Depuis le début d’une belle et constante histoire d’amour avec les livres, la figure de Bernard Pivot fut une nébuleuse scintillante qui n’a cessé de briller, nonobstant le fait que les années qui ont été couvertes par l’influence de son émission littéraire Apostrophes (1975-1990) ne furent pas vécues par votre serviteur qui découvrit, dans une pieuse dévotion, les archives impérissables de ces précieux entretiens avec les grands écrivains du siècle dernier : de Marguerite Duras à Jean-Marie Gustave Le Clézio en passant par Vladimir Nabokov, Hergé, Marguerite Yourcenar, Claude Lévi-Strauss ou Milan Kundera, …
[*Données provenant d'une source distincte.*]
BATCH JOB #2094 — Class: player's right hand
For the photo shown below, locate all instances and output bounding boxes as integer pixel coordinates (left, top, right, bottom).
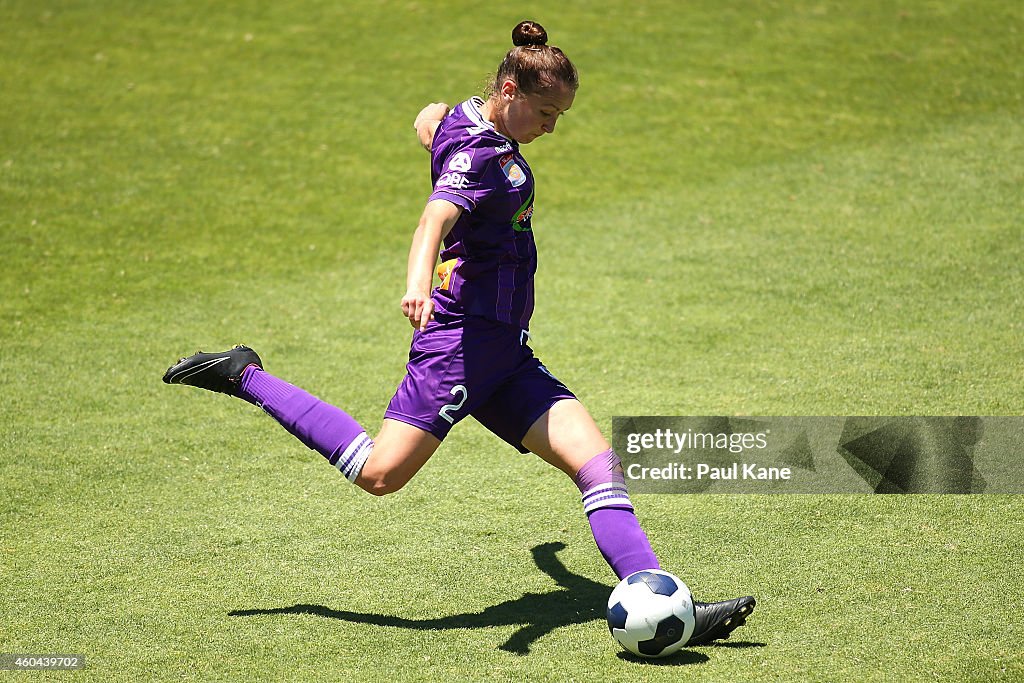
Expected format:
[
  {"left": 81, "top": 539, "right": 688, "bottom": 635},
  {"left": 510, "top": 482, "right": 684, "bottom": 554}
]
[{"left": 401, "top": 292, "right": 434, "bottom": 332}]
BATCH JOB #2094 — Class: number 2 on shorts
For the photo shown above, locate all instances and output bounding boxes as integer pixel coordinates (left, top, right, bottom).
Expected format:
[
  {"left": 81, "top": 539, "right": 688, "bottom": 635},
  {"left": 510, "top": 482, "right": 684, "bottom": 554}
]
[{"left": 437, "top": 384, "right": 469, "bottom": 425}]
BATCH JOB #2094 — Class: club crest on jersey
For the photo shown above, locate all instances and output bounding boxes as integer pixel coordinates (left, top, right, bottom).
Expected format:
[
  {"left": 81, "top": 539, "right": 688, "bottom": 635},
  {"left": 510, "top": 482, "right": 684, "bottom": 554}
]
[{"left": 498, "top": 155, "right": 526, "bottom": 187}]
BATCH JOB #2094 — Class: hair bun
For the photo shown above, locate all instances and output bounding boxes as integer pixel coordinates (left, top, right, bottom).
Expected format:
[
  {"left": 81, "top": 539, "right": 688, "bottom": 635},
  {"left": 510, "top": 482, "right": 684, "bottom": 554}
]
[{"left": 512, "top": 22, "right": 548, "bottom": 47}]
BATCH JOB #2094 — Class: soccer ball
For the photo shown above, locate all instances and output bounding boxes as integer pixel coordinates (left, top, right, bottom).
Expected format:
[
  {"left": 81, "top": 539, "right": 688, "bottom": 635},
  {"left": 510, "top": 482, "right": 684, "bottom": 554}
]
[{"left": 608, "top": 569, "right": 696, "bottom": 657}]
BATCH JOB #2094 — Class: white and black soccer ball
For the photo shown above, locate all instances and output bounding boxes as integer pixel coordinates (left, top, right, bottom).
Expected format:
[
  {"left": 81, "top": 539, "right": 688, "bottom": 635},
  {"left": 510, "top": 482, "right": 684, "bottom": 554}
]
[{"left": 608, "top": 569, "right": 696, "bottom": 657}]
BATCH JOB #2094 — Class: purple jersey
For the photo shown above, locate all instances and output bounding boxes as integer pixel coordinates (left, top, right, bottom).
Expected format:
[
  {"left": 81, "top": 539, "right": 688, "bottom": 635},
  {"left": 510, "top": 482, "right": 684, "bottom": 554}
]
[{"left": 430, "top": 97, "right": 537, "bottom": 330}]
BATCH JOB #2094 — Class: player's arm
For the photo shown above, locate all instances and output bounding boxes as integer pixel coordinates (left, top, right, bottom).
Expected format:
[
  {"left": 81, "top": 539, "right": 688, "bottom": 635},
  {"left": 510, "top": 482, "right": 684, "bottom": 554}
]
[
  {"left": 413, "top": 102, "right": 451, "bottom": 152},
  {"left": 401, "top": 200, "right": 462, "bottom": 330}
]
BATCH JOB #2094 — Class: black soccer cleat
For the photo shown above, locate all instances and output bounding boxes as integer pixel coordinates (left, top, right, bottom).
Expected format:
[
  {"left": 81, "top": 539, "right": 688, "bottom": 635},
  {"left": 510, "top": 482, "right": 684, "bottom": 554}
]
[
  {"left": 164, "top": 345, "right": 263, "bottom": 396},
  {"left": 686, "top": 595, "right": 757, "bottom": 646}
]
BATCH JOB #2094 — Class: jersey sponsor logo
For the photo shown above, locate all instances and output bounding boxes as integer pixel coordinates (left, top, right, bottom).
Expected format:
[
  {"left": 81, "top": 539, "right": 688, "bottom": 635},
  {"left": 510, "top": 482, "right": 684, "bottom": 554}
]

Malgré les années, les anciens numéros d’Apostrophes ont gardé ce pouvoir prescripteur, qui parvient à exciter la curiosité pour inciter à acquérir les ouvrages qui attisent cette inclination pour la littérature, mobilisant la volonté qui s’attelle à une quête au trésor, une conquête des pages des livres présentés. Ensuite, Bernard Pivot, celui qui consacre quatorze heures d’une journée à la lecture, a su encore faire opérer cette magie, cette puissance hypnotique qui suscite inexorablement, en nous, le désir de lire à travers les chroniques hebdomadaires dans le Journal du Dimanche (JDD), à une époque récente où elles étaient en accès libre sur le site.
Bernard Pivot est celui qui a su, comme Hermès, transmettre ce charme des produits de l’écriture à l’homme, faisant submerger dans les consciences la dose de beauté qu’on peut consommer quand on abreuve notre esprit de la magie des mots que prodiguent les livres. Et quand ce besoin de nourriture intellectuelle se fait pressant et exprime sa frustration, provoquée par une disette, un manque d’ouvrages intéressants à portée de main, on peut toujours puiser des idées de lecture dans les 724 émissions, cette quasi corne d’abondance sublimée par les bijoux littéraires qui, chacun, appellent à être admirés. Bernard Pivot nous aura laissé une extraordinaire carte au trésor qu’on pourra toujours consulter pour naviguer dans l’univers merveilleux des livres de cette époque bénie, durant laquelle la qualité spirituelle des discussions atteignait un sommet submergé par la fumée des cigarettes omniprésente sur le plateau.
Une ambiance dans une atmosphère de haute voltige intellectuelle, où la recette est de porter les livres en apothéose. Et quand on voit s’exprimer, dans leur splendeur, la pensée et l’imagination, on ne peut s’empêcher de fantasmer sur un accaparement de cet esprit profond dans nos débats ou discussions actuels, dans lesquels ont trop souvent tendance à s’imposer la vacuité et la vanité. C’est ainsi que durant ces moments où on se met à rêver d’une métamorphose spirituelle, ce rêve nous révèle l’impossible vœu : qu’un successeur de Bernard Pivot nous soit donné pour accélérer les particules littéraires de nos concitoyens.